This article was written by Pablo Toledo, Rush Soccer’s Sporting Project Director.
I normally tell our Head of Content that it is not necessary to add my name on fragments that I’ve written. I do that for two basic reasons: The first one is that I don’t want people to think that the Rush Way is ultimately ‘Pablo’s way’. I didn’t come up with it, I learnt it. The second reason is that I really don’t care about the credit. I’m pretty good at managing my own ego, and among many flaws I do think that’s one of the best qualities I have as a coach.
I break my own rule in this post because the opposite happens: This is Pablo’s Way, not the Rush Way, and I mean to be honest about that because there is absolutely no science behind what I’m about to say, I did not learn it from anybody but simply came from self reflection, and I’m pretty sure there are better ways to do it, but this is mine and maybe by sharing it I can trigger some good thoughts on you.
The role of the coach in youth soccer is to facilitate environments that accelerate learning. That’s a statement. That’s why we talk about development in coaching and not so much about performance. That’s why we have a 6-3-1 philosophy, and that’s why another two million things.
Now, what I frequently see and I also experienced as a novice coach, was a conflict between the idea of developing and the idea of winning (or trying to win, because it’s not really a choice). When I first started, even if this embarrasses me now, I just wanted to win and all of my decisions were secretly based on that. I’d say appropriate things in terms of development but my actions were not always congruent with them.
When I realized that I felt hypocritical and that I was really missing the ball, so I evolved into a sort of Himalayan coaching monk, and all I was focusing on was learning aspects, not caring about results, whether positive or negative.
There were some good improvements over that period, in which I learned to be more methodical in my observation, less reactive in my coaching, more rational, more thoughtful and purposeful, but over the years I realized that was also wrong. I was still missing the ball.
When I observe others coach, a large percentage of the time I think they are also going through one of those two phases.
What I realized over the years (it is important to put in the following context: I’ve been primarily coaching U16+ boys for years now), is that I needed to care about winning, because my players cared about it. I need to honor their desire to win the game and they need to feel that I care about it to sustain a top coach-player relationship. I needed to bring my emotions back, but control them, use them wisely. As you get close to performance stages, players will love you for the human aspects of the relationship but those relationships are firstly built on knowledge. Your players build the relationship with you over the foundation that they feel that they can learn from you and you can help them win, otherwise you would just be a great guy/gal to them but they would probably prefer somebody else to coach them.
Once again, this might be very different for younger age groups as we get further from performance stages.
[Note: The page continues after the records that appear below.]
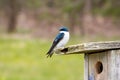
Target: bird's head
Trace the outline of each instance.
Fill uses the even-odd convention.
[[[61,27],[61,28],[59,29],[59,31],[66,31],[66,32],[68,32],[68,29],[67,29],[67,27]]]

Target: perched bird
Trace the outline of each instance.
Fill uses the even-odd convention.
[[[66,27],[59,29],[59,34],[56,36],[50,50],[47,52],[47,57],[52,57],[55,49],[64,47],[69,40],[69,31]]]

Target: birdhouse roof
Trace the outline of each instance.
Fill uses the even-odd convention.
[[[56,50],[56,54],[97,53],[106,50],[120,49],[120,41],[89,42],[71,45]]]

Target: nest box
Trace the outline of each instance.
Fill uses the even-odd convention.
[[[120,80],[120,41],[77,44],[57,53],[84,54],[84,80]]]

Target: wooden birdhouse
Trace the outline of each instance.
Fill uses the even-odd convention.
[[[84,80],[120,80],[120,41],[77,44],[57,52],[85,55]]]

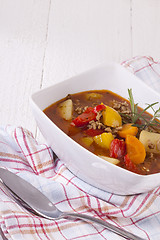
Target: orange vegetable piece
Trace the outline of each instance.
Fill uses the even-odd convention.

I’m saying this in the context of my current U17 Boys MLS Reserve team, so the reference is specific.
All of this said and this personal journey covered, I started wondering how I could coach a game in a methodical way and balancing both aspects instead of constantly battling them and placing them as opposites when they’re not. That way, I came up with this very, very simple approach that has been very effective to me.
The approach is simple and it organizes my coaching during the game to remain focused, purposeful, and avoid randomness and constant reactive behavior.
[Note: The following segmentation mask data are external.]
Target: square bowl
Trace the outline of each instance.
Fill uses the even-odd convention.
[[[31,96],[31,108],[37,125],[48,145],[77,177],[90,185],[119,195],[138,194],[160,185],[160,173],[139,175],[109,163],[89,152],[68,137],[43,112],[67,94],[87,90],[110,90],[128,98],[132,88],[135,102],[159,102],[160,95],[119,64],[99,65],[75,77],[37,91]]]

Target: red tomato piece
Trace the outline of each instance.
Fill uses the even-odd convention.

The game starts and I observe our rendimiento for at least 10 minutes. If I feel like the competition is even or we are better than the opponent and there are no major problems, I immediately switch my attention to favoring learning. What I mean by that is that I place my focus on aspects that we’ve been training and trying to improve. Let’s say it’s been playing out of the back. There we go then, all I focus on is how we are doing there, reinforce concepts, praise when we do it right, etc. If we make a mistake on the attacking third, I don’t care, that’s not the topic today. If see it repeatedly, I’ll just write it down to work on it in the future, but I don’t allow myself to get wrapped up on it, avoiding randomness. This sounds basic (and it is) but can be very useful, because in most games you will see fifty million mistakes (and virtues).
On the contrary, if within those 10 minutes of assessing performance I conclude we are having problems, it is my job to fix it. I can’t focus straight on learning unless it’s directly correlated. Imagine that aprendizaje today refers to bouncing the ball on the striker to attack the goal and we are having major issues defending on the flanks or with our pressing approach. The players would look at me like saying “coach, what are you talking about? Do you not see that?”. Again, I can’t focus on learning without first honoring their desire to win the game and putting them in a good spot to do so. And trust me, as you start training good older players, they know football and what they’re talking about. If you say something stupid twice or you miss a couple big problems that are obvious to them, you lose the group because that initial foundation breaks. So the approach is simple in that way, focus on fixing the problem, take some actions, observe again and then question yourself the same initial question: “Are we better than them?”. If the answer is yes, you know what to do, and if the answer is no, keep your focus on fixing the problem.
I’ll wrap this up with an initial comment. This is not scientifically proven but purely an approach I’ve developed through experience. Far from rocket science (does it need to be anyway?), but if you ask me that question: “Can you try to win the game while focusing on developing players?” I’d say absolutely yes, and this is how, at least I, do it.